Mystics are not trying to earn God’s love by doing good things or going to church services. That question is already and profoundly resolved. The mystics’ overwhelming experience is this full body blow of divine embrace, a radical acceptance by God even in their state of fragmentation and poverty. That’s what makes it “amazing” and “grace” (see Romans 11:6).

Adapted from Following the Mystics Through the Narrow Gate Richard Rohr,
. . . Seeing God in All Things (CD, DVD, MP3)


Sunday, 2 December 2012

How Not To Get Mad


My brother, in his youth, left the British Communist Party because it wasn't left wing enough, and then by a series of possibly random events, largely to do with disillusionment, became a Born Again Christian. He is very happy in his beliefs, and generally comforted by them, which makes me happy too, because I love him.
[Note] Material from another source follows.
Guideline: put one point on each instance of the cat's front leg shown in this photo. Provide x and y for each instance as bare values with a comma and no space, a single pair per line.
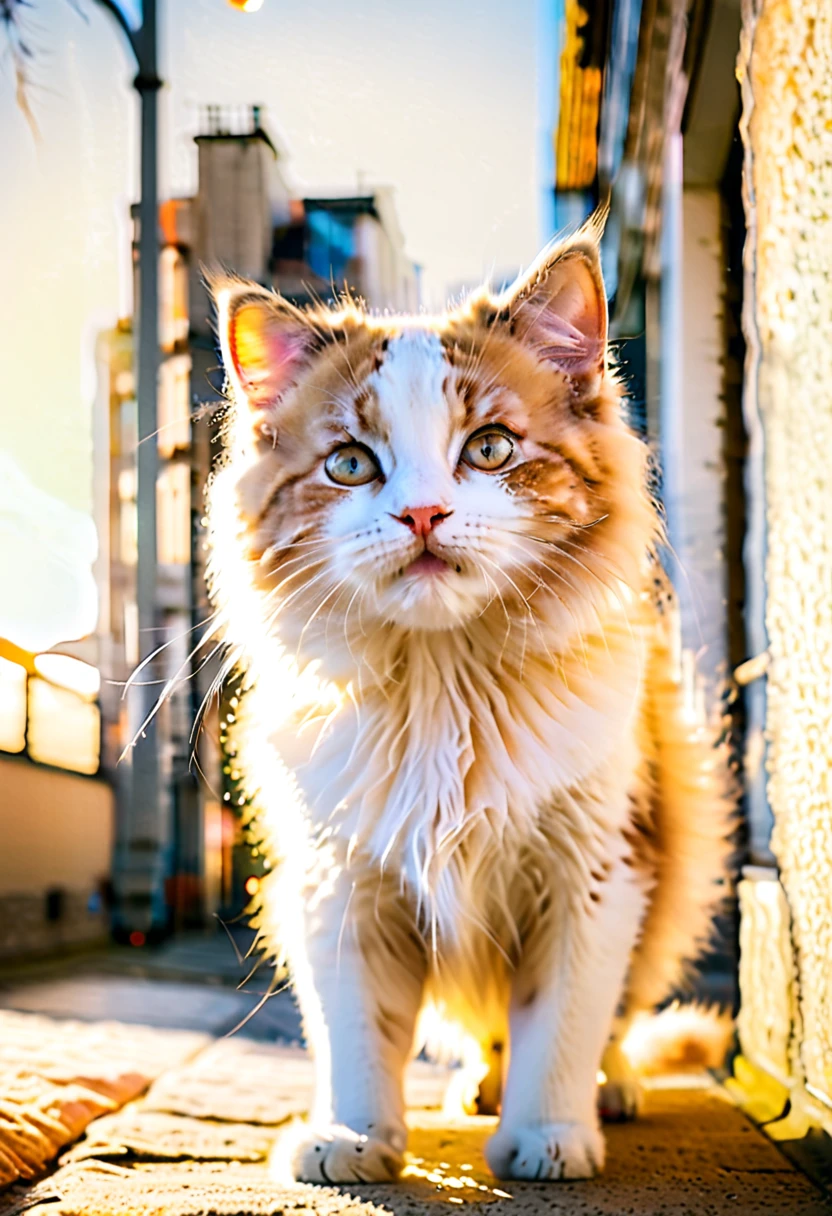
565,995
359,975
Aaha! Aaha! I used to say, with the arrogance of a woman who knows the answer, when I read Pilate's, 'What is truth?' Now I am as convinced as I want to be, that Pilate was on to something.

Pontius, I don't know.  I used to know, and thought it extremely important that everybody else did too. Perhaps, if he'd lived as long as I have, Pilate would have saved his breath to cool his porridge. You can just make it up as you go along. As long as you can convince yourself, you can believe whatever you like and get away with it. Once I discovered this particular construct, I let go of a lot of junk that never made an iota of difference to me or anyone else, except as the means of separation from others, generally with the aim of engendering superiority.

I remain  a theist. As a theist I began a journey out of certainty, and I like it here.  Many of my friends are theists too; ready to stand up and be laughed at, though there are still enough of us to count. I'm not even a serious doubter. I say the Nicene Creed with fervour, and pray every day, but there's a growing list of things that I don't believe in, which can be summed up as anything that makes me mad at you. 

I'm through with being told what to believe, and to return the compliment, I won't tell anyone else what to believe either. Except, perhaps, my brother... .

So my brother wants to engage me in a little Dawkins-bashing.

'Dawkins, I say to him, 'Is entitled to be as disagreeable, contentious, angry and dismissive as he likes.  YOU are not.'

The Christ didn't say, 'Worship me.' He said, 'Follow me.'

Go on, I dare you.



Think: Blessed are the meek, for they shall inherit the earth.